By Linda Fisher Thornton
As we weathered a hurricane on the East Coast, I remembered the uncharacteristic earthquake that affected Virginia a few years ago. That experience changed how I interpreted the world around me. It drew attention to why we all see the world in such different ways.
I was in a warehouse store shopping for a gift, and I noticed that the table in front of me was shaking. If this had happened at any other time, I would have looked for an explanation inside the store. But not this time. A recent earthquake had altered my frame of reference. My first thought now was that it was another aftershock from the earthquake. It turned out to be just an efficient store clerk enthusiastically adding inventory at the other end of the table.
Our Evolving Frame of Reference
This experience of being “shaken up” reminded me about how our frame of reference changes as we have new experiences. We can interpret the same experience in completely differently ways, depending on recent events in our lives.
During the recent hurricane, for example, the light movement of trees in the wind (normally a pleasant experience) took on a new meaning as it signaled the arrival of Hurricane Florence.

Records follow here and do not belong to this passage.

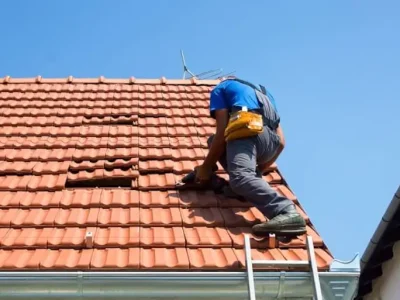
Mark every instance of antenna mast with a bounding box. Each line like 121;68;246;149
180;50;236;80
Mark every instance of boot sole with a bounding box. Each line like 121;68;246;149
252;226;307;236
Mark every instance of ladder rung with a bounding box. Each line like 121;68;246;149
252;260;309;268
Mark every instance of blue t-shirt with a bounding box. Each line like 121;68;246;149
209;79;277;118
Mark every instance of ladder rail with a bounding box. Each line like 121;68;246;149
243;234;323;300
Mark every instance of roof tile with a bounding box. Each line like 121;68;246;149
184;227;232;247
140;248;189;269
136;174;176;190
138;148;171;159
140;227;185;247
55;208;99;226
139;191;180;207
94;227;139;247
178;190;218;207
180;207;224;227
40;249;93;269
187;248;239;269
100;190;139;207
97;208;139;226
220;207;266;227
140;208;182;226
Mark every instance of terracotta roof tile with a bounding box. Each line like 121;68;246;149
140;227;185;247
140;248;189;269
0;78;332;271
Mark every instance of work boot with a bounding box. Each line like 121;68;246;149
252;206;306;236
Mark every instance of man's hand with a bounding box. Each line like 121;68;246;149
194;164;214;183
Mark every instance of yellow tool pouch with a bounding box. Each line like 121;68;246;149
224;109;264;142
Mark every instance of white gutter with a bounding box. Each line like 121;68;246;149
0;271;359;300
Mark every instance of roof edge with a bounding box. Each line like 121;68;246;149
0;271;359;300
0;75;221;85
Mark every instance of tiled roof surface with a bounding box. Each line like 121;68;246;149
0;76;333;271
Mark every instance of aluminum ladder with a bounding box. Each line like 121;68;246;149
244;234;323;300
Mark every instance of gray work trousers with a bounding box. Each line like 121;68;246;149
208;126;294;219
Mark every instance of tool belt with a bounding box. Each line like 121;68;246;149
224;108;264;142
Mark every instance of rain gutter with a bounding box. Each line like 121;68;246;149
0;268;360;300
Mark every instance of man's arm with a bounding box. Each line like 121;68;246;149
203;109;229;167
259;124;285;173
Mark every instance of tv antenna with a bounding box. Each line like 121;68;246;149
180;50;235;80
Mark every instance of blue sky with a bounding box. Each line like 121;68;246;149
1;0;399;260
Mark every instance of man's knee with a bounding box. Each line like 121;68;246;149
207;134;215;148
229;171;251;195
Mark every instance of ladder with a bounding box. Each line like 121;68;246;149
244;234;323;300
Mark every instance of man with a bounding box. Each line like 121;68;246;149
194;76;306;236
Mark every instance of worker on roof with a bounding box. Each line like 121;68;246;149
195;76;306;237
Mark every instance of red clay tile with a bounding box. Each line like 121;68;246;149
100;190;139;207
0;175;32;191
60;189;102;207
167;127;197;136
32;161;70;174
173;160;203;174
105;147;138;159
138;127;168;137
138;117;167;127
165;107;192;117
47;227;95;248
138;100;168;108
140;248;189;269
184;227;232;247
94;227;139;247
233;248;287;270
139;160;174;172
263;171;282;183
140;227;185;247
216;193;252;208
26;174;67;191
220;207;266;227
187;248;239;269
169;137;204;148
180;207;224;226
0;228;49;248
138;148;171;159
55;208;99;226
108;125;138;137
73;148;107;160
0;249;46;269
138;137;170;148
34;148;75;161
107;136;138;148
40;249;93;269
274;185;297;202
139;108;166;117
190;108;209;117
137;174;176;190
97;207;139;226
171;148;205;160
226;227;271;249
0;161;36;174
91;248;140;269
6;208;59;227
80;126;110;137
67;169;104;182
139;191;180;207
168;117;195;126
178;190;219;207
195;126;215;136
0;191;21;207
20;191;64;207
103;168;139;179
140;208;182;226
104;157;138;168
69;160;104;170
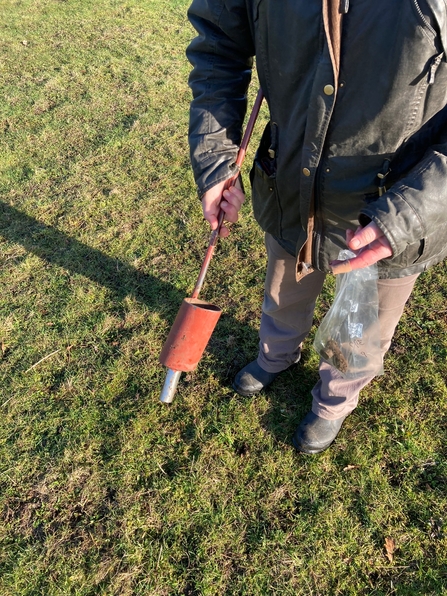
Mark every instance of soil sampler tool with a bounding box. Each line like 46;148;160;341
159;89;264;403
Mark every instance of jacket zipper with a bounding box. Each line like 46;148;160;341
428;52;444;84
412;0;437;37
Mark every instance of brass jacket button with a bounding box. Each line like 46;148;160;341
303;167;311;176
324;84;335;96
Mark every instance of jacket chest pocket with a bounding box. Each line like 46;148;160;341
403;51;445;139
396;2;447;140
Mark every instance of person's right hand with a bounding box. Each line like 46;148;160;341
202;178;245;238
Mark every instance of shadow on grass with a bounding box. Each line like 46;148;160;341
257;356;318;443
0;200;186;312
0;200;260;364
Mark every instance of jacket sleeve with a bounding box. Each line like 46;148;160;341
186;0;255;197
359;139;447;267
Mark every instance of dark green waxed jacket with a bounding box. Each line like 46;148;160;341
187;0;447;278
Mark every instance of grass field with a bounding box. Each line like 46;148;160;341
0;1;446;594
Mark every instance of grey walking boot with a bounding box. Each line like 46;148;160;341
233;360;284;396
292;411;348;454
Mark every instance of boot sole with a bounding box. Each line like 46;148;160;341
232;383;262;397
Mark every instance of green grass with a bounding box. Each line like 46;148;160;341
0;1;446;594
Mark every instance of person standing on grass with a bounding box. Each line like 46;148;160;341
186;0;447;454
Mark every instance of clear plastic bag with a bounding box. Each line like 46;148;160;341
313;250;384;379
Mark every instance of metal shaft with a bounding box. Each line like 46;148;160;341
160;369;182;403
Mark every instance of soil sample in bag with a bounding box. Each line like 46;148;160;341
321;339;348;373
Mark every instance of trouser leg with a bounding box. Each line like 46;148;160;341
257;234;418;419
257;233;326;373
312;273;419;420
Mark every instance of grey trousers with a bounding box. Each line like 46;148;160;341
257;233;419;420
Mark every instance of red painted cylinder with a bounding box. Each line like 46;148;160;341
159;298;222;372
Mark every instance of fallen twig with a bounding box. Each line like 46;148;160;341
25;349;61;373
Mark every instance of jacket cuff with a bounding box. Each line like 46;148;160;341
192;152;239;198
359;190;425;257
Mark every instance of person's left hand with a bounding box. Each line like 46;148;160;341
330;221;393;274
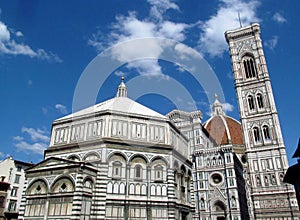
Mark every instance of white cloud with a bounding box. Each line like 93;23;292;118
0;151;5;158
264;36;278;50
272;12;287;23
114;70;125;77
15;31;23;37
21;127;50;142
0;21;10;41
198;0;260;57
13;136;24;141
158;21;187;41
222;102;234;113
147;0;179;21
28;80;33;86
0;19;62;62
15;141;47;155
13;127;49;155
55;104;68;114
88;2;188;79
126;59;169;79
174;43;201;60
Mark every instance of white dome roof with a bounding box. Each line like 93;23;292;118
55;96;166;122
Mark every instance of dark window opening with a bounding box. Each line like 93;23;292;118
248;95;255;111
253;127;260;142
263;125;271;141
257;93;264;109
243;57;257;78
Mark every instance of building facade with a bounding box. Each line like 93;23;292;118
19;78;195;220
0;176;10;220
0;157;33;220
18;23;299;219
225;23;299;219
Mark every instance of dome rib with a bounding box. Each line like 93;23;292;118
204;115;244;145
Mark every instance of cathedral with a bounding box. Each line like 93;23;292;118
18;23;299;219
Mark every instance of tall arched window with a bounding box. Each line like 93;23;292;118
135;165;142;179
154;165;163;180
247;95;255;111
256;93;264;109
262;125;271;141
253;127;260;142
243;56;257;78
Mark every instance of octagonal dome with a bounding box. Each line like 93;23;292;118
203;96;244;145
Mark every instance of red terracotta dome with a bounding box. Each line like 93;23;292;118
204;96;244;146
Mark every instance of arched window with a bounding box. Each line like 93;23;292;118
247;95;255;111
212;157;216;166
154;165;163;180
112;161;122;178
135;165;142;179
243;56;257;78
218;156;222;165
207;158;210;166
256;175;261;186
262;125;271;141
264;175;269;186
200;198;205;209
256;93;264;109
253;127;260;142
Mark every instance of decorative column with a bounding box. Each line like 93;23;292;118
18;178;28;220
90;163;108;219
167;167;176;220
71;171;83;219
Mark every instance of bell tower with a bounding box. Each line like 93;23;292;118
225;23;299;218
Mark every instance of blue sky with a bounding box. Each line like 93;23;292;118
0;0;299;164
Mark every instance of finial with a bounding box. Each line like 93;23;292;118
121;75;124;81
212;94;224;116
116;75;127;97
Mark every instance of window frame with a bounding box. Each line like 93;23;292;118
247;95;255;111
256;93;264;109
11;187;18;197
14;174;21;184
262;125;271;141
243;55;257;79
253;127;261;143
135;164;142;179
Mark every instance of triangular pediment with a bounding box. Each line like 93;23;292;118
26;157;81;172
239;42;252;54
209;187;226;204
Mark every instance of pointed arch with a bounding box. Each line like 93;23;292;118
262;125;271;141
241;53;257;79
247;94;255;111
253;126;261;143
256;92;264;109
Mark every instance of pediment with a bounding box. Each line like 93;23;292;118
209;187;226;204
26;157;80;172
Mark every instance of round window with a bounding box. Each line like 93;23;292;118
211;173;223;185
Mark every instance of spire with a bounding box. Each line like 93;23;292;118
212;94;224;116
116;75;127;97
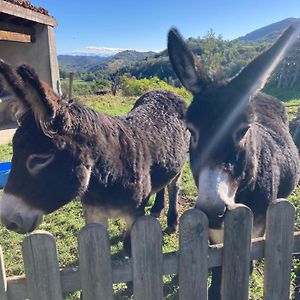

When we are aware of our evolving frame of reference, it helps us remember that other people’s experiences shape their perceptions too, and those experiences are likely to be very different from our own.
Expanding the Frame
Catastrophic events can make us pause to reflect on the bigger scheme of things, which is easy to ignore in the midst of a high-speed schedule. We shouldn’t wait for a catastrophic event to force us to take a broader perspective. When we make a commitment to learning, we can expand our frame of reference to include perspectives that differ from our own and and apply this awareness to our daily choices.